How does an institution join B-RISK Program?

Any official institution of the World Bank member countries may request to join the B-RISK Program. An engagement starts with the needs assessment offered on a no-cost basis.

Needs assessment

(i) Review: (a) the governance structure, (b) management of the main components of the sovereign balance sheet (i.e. government’s cash balance, central bank reserve, state owned enterprises, government debt, contingent liabilities etc.), (c) technical and policy level coordination among the institutions

(ii) Determine: the major balance sheet risks.


World Bank recommends a project plan including the timeline and a set of modules which could be the most appropriate solution for the institution.
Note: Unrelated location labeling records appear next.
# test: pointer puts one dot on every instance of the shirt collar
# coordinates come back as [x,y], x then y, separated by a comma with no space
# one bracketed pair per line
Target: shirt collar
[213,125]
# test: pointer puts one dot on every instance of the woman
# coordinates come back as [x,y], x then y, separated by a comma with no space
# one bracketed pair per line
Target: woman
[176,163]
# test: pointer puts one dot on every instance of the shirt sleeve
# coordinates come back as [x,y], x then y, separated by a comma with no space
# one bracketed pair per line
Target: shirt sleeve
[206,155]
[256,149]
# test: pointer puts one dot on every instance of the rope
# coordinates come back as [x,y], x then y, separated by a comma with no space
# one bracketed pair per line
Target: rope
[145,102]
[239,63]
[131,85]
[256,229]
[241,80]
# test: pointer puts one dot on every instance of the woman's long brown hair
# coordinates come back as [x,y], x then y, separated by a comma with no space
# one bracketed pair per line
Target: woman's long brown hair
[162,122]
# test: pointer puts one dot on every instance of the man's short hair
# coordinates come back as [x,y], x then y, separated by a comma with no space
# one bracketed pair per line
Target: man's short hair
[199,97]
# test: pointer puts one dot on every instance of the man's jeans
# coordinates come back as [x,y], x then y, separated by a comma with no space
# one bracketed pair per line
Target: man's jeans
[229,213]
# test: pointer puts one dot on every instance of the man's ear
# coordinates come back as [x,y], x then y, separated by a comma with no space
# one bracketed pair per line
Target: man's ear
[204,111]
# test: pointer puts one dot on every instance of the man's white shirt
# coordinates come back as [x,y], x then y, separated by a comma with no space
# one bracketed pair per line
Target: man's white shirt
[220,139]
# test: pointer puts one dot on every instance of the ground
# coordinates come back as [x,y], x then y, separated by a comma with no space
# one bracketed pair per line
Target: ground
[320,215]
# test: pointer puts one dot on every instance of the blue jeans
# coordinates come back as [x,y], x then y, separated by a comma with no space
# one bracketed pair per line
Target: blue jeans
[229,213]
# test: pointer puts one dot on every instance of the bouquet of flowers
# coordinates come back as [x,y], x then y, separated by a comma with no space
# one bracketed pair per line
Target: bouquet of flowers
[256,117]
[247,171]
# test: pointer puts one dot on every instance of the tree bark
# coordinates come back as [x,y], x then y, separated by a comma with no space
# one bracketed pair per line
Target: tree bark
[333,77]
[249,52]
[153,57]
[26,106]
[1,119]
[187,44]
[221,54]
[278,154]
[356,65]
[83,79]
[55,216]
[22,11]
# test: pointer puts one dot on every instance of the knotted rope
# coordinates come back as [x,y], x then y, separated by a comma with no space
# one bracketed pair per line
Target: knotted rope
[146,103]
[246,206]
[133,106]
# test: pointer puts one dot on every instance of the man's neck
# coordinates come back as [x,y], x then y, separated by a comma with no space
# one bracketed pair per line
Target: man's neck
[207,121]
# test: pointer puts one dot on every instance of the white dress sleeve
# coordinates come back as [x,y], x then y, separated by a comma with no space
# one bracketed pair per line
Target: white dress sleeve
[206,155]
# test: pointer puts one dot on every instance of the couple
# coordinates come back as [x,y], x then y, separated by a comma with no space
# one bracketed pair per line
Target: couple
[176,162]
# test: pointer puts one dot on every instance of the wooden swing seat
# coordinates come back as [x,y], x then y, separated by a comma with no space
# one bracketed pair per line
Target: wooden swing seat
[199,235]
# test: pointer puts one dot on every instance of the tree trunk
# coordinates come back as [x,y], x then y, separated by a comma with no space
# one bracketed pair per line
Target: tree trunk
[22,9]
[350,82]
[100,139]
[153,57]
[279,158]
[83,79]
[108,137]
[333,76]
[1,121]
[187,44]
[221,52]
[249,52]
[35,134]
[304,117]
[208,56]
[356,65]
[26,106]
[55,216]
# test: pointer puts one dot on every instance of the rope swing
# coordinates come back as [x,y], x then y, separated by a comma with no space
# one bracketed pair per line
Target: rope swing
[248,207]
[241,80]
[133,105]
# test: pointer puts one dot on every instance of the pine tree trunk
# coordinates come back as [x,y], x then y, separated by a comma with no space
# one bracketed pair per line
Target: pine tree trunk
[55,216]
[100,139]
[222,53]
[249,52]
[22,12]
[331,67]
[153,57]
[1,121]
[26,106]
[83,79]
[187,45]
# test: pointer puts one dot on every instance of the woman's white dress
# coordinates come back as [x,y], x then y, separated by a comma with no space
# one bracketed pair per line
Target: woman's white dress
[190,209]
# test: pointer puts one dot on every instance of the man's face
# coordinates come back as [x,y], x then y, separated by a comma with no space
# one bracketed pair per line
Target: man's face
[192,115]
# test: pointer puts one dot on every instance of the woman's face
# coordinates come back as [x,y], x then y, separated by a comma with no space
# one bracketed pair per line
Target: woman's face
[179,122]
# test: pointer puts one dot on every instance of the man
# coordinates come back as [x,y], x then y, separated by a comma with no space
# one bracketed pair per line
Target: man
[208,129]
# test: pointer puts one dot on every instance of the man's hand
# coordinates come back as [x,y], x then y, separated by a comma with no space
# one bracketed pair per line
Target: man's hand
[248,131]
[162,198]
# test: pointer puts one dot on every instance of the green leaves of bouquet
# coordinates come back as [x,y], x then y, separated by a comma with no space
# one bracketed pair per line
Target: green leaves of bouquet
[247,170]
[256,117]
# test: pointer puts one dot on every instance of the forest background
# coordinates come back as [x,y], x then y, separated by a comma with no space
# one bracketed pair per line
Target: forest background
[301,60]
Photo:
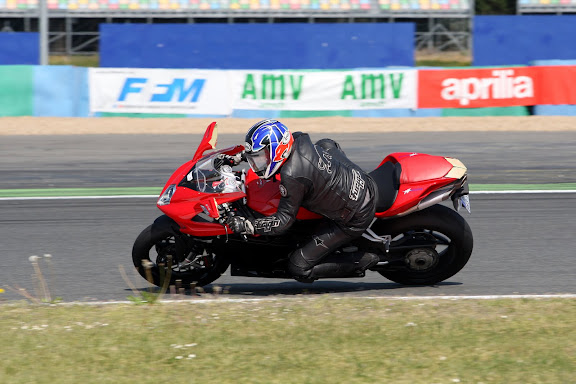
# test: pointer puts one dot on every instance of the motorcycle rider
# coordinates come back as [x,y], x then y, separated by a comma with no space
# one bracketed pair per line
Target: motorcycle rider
[320,178]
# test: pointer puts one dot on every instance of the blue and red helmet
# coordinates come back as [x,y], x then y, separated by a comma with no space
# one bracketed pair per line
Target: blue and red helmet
[268,145]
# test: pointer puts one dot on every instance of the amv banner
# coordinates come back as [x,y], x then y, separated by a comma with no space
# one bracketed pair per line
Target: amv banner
[127,90]
[324,90]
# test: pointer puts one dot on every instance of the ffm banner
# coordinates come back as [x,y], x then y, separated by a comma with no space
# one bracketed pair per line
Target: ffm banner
[324,90]
[131,90]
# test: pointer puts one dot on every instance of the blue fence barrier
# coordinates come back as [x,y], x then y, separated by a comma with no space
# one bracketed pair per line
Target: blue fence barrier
[257,46]
[19,48]
[518,40]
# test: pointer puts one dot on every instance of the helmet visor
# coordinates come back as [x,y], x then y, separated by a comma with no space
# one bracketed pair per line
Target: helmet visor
[259,160]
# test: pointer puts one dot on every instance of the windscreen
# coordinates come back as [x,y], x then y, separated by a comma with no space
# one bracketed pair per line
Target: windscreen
[203,177]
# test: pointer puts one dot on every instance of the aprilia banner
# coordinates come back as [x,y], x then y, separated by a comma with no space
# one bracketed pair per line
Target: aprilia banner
[496,87]
[127,90]
[324,90]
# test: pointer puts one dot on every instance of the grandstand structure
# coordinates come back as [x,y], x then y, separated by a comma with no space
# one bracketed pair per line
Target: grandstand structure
[441,25]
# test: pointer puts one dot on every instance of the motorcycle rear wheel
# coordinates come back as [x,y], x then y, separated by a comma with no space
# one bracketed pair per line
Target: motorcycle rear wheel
[152,246]
[426,266]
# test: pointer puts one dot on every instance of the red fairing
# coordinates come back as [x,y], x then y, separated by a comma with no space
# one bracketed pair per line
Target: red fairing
[186,204]
[264,196]
[421,174]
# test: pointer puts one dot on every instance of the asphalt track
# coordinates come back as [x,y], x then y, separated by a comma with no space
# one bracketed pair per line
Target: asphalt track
[524,243]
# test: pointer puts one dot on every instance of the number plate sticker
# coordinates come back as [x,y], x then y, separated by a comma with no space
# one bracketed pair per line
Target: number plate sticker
[465,202]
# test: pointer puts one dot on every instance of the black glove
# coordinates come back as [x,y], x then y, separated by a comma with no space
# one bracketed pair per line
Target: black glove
[239,224]
[223,159]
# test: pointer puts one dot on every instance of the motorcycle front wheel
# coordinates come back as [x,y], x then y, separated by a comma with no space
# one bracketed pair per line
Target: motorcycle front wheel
[428,246]
[158,256]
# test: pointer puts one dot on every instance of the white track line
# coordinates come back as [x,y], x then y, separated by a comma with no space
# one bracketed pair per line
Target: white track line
[510,192]
[222,299]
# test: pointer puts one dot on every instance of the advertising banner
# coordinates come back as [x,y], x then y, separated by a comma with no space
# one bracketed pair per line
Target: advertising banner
[496,87]
[557,84]
[324,90]
[131,90]
[477,88]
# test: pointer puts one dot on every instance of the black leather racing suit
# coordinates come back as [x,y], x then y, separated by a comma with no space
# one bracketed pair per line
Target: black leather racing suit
[320,178]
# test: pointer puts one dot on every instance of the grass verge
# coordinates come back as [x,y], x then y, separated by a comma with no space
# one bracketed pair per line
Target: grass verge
[318,339]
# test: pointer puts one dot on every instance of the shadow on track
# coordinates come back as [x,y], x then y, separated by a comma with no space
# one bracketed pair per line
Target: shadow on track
[293,288]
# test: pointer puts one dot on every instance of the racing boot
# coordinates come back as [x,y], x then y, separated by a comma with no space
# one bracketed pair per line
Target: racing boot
[351,264]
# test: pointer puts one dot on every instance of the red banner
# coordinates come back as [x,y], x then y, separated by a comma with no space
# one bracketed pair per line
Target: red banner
[496,87]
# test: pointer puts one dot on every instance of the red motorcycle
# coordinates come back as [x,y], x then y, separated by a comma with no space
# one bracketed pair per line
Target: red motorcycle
[419,241]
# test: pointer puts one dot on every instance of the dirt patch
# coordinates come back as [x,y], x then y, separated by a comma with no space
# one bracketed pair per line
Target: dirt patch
[118,125]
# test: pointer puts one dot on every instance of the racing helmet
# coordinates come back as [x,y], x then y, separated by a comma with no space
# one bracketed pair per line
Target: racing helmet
[268,145]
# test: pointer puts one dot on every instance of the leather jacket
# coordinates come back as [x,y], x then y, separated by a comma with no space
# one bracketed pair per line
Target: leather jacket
[320,178]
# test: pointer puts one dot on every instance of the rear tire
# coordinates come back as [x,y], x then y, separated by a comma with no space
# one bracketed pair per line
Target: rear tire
[153,245]
[451,231]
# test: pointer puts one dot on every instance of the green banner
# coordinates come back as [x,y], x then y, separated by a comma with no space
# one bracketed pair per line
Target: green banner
[17,90]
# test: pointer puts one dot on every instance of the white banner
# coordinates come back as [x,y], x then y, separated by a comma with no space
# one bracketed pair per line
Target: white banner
[130,90]
[324,90]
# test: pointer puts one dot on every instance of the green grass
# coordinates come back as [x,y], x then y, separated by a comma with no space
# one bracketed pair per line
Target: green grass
[306,339]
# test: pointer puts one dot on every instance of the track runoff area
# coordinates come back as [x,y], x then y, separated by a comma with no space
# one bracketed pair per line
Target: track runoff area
[153,192]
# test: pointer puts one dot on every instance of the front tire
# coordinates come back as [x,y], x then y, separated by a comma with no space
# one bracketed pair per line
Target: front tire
[428,265]
[155,247]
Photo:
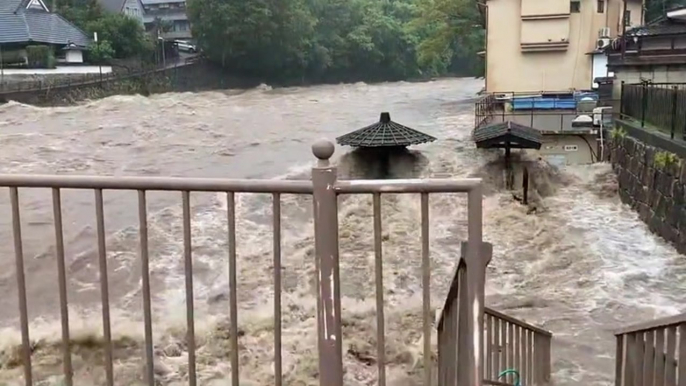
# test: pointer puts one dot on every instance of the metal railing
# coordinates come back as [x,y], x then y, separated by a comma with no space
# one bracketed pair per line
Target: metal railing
[325,189]
[660,106]
[650,353]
However, it is the institution’s decision to request to join the B-RISK Program.


In almost every country, the institutions that manage the assets of a sovereign are different than the bodies that oversee the liabilities, often with mandates to optimize their specific deliverables. But the sound macroeconomic management requires many entities with different mandates to coordinate seamlessly, to deliver economic growth and to provide resiliency against economic shocks. Having a holistic view of the sovereign balance sheet paints a complete picture for analyzing and managing the potential risks and opportunities for the government.

What is sovereign asset and liability management approach?

Sovereign asset and liability management is the process of managing the use of assets and cash flows to meet the government’s financial obligations at the lowest possible cost with a prudent level of risk. This approach requires analyzing the mismatches in currency and interest rate composition, for natural hedges and duration of the cash flows, and over time, choosing the assets and liabilities with matching characteristics and/or employing financial derivatives to enable sovereigns to more effectively manage their risk to achieve identified, desired risk levels.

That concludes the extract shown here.